Functional Analysis of the Amine Substrate Specificity Domain of Pepper Tyramine and Serotonin N-Hydroxycinnamoyltransferases

Sei Kang , Kiyoon Kang , Gap Chae Chung , Doil Choi , Atsushi Ishihara , Dong-Sun Lee , and Kyoungwhan Back *

Department of Molecular Biotechnology, Agricultural Plant Stress Research Center, Biotechnology Research Institute, Chonnam National University, Gwangju, 500-757, Korea
Korea Research Institute of Bioscience and Biotechnology, Daejeon 305-600, Korea
Division of Applied Life Sciences, Graduate School of Kyoto University, Kyoto 606-8502, Japan
Structural Biology Center, Department of Biochemistry and Molecular Biology, University of Texas Medical School, TX 77030, USA

* Corresponding author; email: kback{at}chonnam.ac.kr.

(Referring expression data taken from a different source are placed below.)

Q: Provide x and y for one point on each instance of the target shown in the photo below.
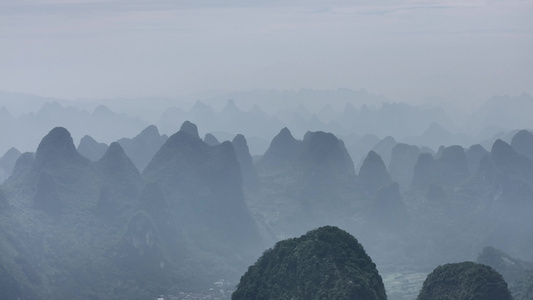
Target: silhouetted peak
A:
(102, 110)
(373, 159)
(23, 163)
(150, 131)
(49, 108)
(373, 173)
(231, 106)
(349, 110)
(522, 142)
(319, 136)
(57, 145)
(329, 257)
(46, 196)
(91, 149)
(201, 108)
(11, 154)
(211, 140)
(249, 176)
(501, 148)
(87, 139)
(453, 155)
(239, 140)
(474, 154)
(283, 150)
(114, 151)
(190, 129)
(115, 159)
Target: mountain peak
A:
(190, 129)
(56, 146)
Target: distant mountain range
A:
(260, 114)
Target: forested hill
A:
(325, 263)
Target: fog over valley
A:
(266, 149)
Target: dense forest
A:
(155, 214)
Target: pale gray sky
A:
(130, 48)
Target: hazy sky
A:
(132, 48)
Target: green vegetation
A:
(326, 263)
(464, 281)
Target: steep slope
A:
(373, 174)
(91, 149)
(325, 263)
(203, 186)
(283, 150)
(463, 281)
(143, 146)
(248, 172)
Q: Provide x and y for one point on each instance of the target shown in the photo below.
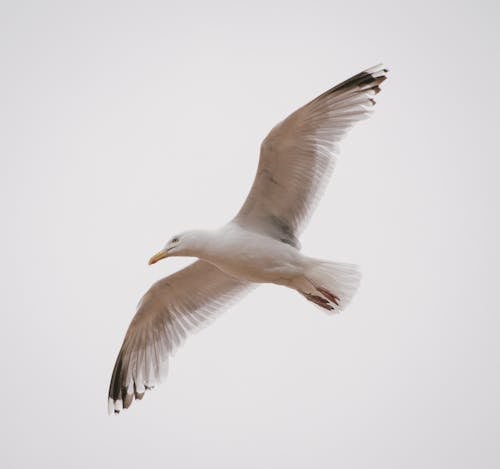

Pepper serotonin N-hydroxycinnamoyltransferase (SHT) catalyzes the synthesis of N- hydroxycinnamic acid amides (HCAAs) of serotonin, including feruloylserotonin and p-coumaroylserotonin. To elucidate the domain or the key amino acid that determines the amine substrate specificity, we isolated a tyramine N-hydroxycinnamoyltransferase (THT) gene from Capsicum annuum. Purified recombinant THT protein catalyzed the synthesis of HCAAs of tyramine, including feruloyltyramine and p-coumaroyltyramine, but did not accept serotonin as a substrate. Both the SHT and THT mRNAs were found to be expressed constitutively in all pepper organs. Pepper SHT and THT, which have primary sequences that are 78% identical, were used as models to investigate the structural determinants responsible for their distinct substrate specificities and other enzymatic properties. A series of chimeric genes was constructed by reciprocal exchange of DNA segments between the SHT and THT cDNAs. Functional characterization of the recombinant chimeric proteins revealed that the amino acid residues 129-165 of SHT and the corresponding residues in THT, 125-160, are critical structural determinants for the amine substrate specificity. Several amino acids are strongly implicated in the determination of the amine substrate specificity, in which Gly-158 is involved in catalysis and amine substrate binding, and Tyr-149 plays a pivotal role in controlling the amine substrate specificity between serotonin and tyramine in SHT. Furthermore, the indisputable role of Tyr is corroborated by the THT-F145Y mutant that serotonin is accepted as the acyl acceptor. The results from the chimeras and the kinetic measurements will direct the creation of additional novel N-hydroxycinnamoyltransferases from the various N-hydroxycinnamoyltransferases found in nature.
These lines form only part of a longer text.